= Otto H. Schade =

German-American electro-optical engineer (1903–1981)

Otto H. Schade (April 27, 1903 – April 28, 1981) was a television pioneer, best known for his work on evaluating the gradation, graininess and sharpness in film and television images, and his aperture theory that mathematically modeled the system performance of photographic lenses, films, television tubes, and electrical circuits.

==Early life and education==
Otto H. Schade was born on April 27, 1903 in Schmalkalden, Germany.

He graduated in 1922 from the Reform-Real-Gymnasium in Halle, Germany.

==Career==
After graduating, Schade worked at Telephonfabrik A.G. vorm. J. Berliner in Berlin and Düsseldorf (1922–1924), and at the Ratig company in Berlin (1924–1925). He then emigrated to the United States to work at A. Atwater Kent in Philadelphia (1926–1931).

In 1931 Schade joined the Radio Corporation of America (RCA), where he spent the remainder of his career. From 1944 to 1957, he developed a unified theory of image analysis and specification, including practical methods for measuring the optical transfer function and noise in optical, photographic, and electronic imaging systems. In 1958 he began a study leading to the Nuvistor low-noise tubes for television receivers.

He received 85 patents.

He retired from RCA in 1968, continuing as a consultant until 1974.

==Recognition and awards==
Schade was a member of the National Academy of Engineering, and a Fellow of the Institute of Electrical and Electronics Engineers and the Society of Motion Picture and Television Engineers.

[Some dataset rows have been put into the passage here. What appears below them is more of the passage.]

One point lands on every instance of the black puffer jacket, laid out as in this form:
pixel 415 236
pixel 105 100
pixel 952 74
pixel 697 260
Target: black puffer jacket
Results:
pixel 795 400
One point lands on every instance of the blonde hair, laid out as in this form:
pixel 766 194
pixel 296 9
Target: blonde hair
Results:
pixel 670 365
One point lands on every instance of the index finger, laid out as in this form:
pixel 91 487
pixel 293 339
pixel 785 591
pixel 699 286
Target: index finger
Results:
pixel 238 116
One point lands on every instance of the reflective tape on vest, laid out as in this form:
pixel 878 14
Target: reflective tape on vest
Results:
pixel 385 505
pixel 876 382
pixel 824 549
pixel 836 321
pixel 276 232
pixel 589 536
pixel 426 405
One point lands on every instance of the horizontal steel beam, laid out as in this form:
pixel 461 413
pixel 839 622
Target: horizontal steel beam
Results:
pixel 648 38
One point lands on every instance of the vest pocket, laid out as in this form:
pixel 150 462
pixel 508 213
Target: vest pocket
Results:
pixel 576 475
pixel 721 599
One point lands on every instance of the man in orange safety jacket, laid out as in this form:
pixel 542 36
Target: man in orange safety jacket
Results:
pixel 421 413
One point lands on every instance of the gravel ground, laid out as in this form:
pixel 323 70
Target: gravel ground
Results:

He received numerous honours and awards, including an honorary doctorate of engineering from Rensselaer Polytechnic Institute (1953), Modern Pioneer Award of the National Association of Manufacturers (1940), the RCA Victor Award of Merit (1946), the IEEE Morris N. Liebmann Memorial Award (1950), the first David Sarnoff Gold Medal Award (in 1951), David Sarnoff Outstanding Achievement Award (1968), and the Vladimir K. Zworykin Award (1969).

==Death and legacy==
Schade died on April 28, 1981.

The Society for Information Display awards a prize in his honor.